Fortunately, IRA rollovers aren't an all-or-nothing proposition. You can use an IRA rollover to transfer part of your funds from one IRA to another, or after retirement, you can transfer the part from a company retirement plan to an IRA.

Inheriting and transferring it to your account

If you come into a traditional IRA from your spouse, you can transfer the funds over to the IRA or choose to call it an inherited IRA. There are cons and pros to doing it both ways.

If you inherit a Traditional IRA from an individual other than your spouse, you cannot reverse it or allow it to receive a rollover contribution. You must withdraw assets from your IRA within a certain period according to the required minimum distribution (RMD) rules.
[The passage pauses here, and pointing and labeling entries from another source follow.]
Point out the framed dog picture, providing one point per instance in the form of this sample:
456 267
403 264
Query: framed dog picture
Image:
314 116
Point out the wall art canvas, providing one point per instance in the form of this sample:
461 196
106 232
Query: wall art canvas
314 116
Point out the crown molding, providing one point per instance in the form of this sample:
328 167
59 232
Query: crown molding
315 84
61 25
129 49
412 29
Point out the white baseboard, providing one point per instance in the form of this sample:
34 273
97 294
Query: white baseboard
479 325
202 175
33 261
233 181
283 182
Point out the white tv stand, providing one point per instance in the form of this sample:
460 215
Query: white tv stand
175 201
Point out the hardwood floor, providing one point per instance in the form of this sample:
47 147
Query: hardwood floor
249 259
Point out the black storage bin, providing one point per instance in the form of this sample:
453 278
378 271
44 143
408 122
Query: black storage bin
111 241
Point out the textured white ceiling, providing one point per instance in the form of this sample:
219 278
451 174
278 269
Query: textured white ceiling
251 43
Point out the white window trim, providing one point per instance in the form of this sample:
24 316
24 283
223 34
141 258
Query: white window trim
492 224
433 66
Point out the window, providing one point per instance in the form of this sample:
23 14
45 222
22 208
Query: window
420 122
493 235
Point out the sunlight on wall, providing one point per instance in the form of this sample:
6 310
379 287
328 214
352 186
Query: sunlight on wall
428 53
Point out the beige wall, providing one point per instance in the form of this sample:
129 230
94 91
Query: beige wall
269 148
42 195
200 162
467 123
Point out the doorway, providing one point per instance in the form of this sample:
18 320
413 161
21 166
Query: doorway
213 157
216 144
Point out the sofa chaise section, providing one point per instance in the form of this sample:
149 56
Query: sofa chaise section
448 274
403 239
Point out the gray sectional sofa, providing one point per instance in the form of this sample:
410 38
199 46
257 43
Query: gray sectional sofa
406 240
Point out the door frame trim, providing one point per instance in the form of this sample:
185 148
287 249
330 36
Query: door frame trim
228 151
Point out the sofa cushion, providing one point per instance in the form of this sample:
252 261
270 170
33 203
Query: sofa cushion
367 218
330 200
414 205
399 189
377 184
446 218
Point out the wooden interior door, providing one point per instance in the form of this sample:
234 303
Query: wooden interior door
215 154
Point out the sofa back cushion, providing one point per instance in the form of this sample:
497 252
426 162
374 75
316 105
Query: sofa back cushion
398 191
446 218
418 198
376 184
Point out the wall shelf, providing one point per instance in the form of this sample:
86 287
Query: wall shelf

Rollover Required Minimum Distribution Requirements

Amounts that must be distributed in a given year in accordance with the required minimum distribution rules are not eligible for IRA rollover treatment. However, you can distribute investment shares from your IRA to meet RMD requirements. These shares can remain invested in a non-retirement brokerage account. Whether you distribute cash or stock, any amount distributed by the IRA will be reported on Form 1099-R and included on your tax return as income.

Reporting Rollover Transaction on your Tax Return

IRA rollovers are written on your tax return but as a non-taxable transaction. Even if you make a successful IRA rollover, your plan administrator or custodian may incorrectly report you on the 1099-R they sent to you and the IRS. 

If your custodian misreported the transaction and gave the paperwork to your tax professional without explaining it, it may be misreported on your return. To ensure you don't pay taxes on an IRA transfer or rollover, explain any IRA transfer or rollover transaction to your tax preparer or double-check all documents if you prepare your own return.

Rollover After-Tax Fund to a Roth IRA

Recent tax rulings confirm that after-tax money from a qualified business plan can be transferred to a Roth IRA. This is a great option because the money in a Roth IRA grows tax-free, and you won't have to take the required distributions from a Roth.

Transfer of company shares from the plan to the IRA account

You can use a special tax rule to distribute company stocks outside the plan when you retire or stop working there. This is a distribution option called Net Unrealized Appreciation (NUA). Some 401(k) plans may let you transfer existing stock directly into an IRA. Many institutions require funds to enter the IRA in cash rather than stock. Check with your 401(k) financial custodian for permitted distribution options.

Am I required to transfer my 401(k) to an IRA once I quit my job?

Converting your 401(k) to an IRA isn't the only option. However, to avoid paying penalties and taxes, you should keep this money in your current plan if your employer allows it and transfer it to a new IRA, an existing IRA, or another 401(k). If you hold 401(k) or IRA funds for more than 60 days, you will be subject to taxes and a 10% penalty if you are under age 59.5.

Can I have multiple IRAs?

You can have multiple IRA accounts. For example, you can have a Traditional IRA and a Roth IRA. Limits on the amount you can contribute to an IRA apply to all IRAs you own. For 2022 taxes, the IRA contribution limit is $6,000 for those under age 50 and $7,000 for those aged 50 and older.

Can I roll over from my IRA as many times as I want?

The IRS limits the number of transfers you can make. You can only switch from one IRA to another or the same IRA within 12 months. There are a few exceptions to this limit.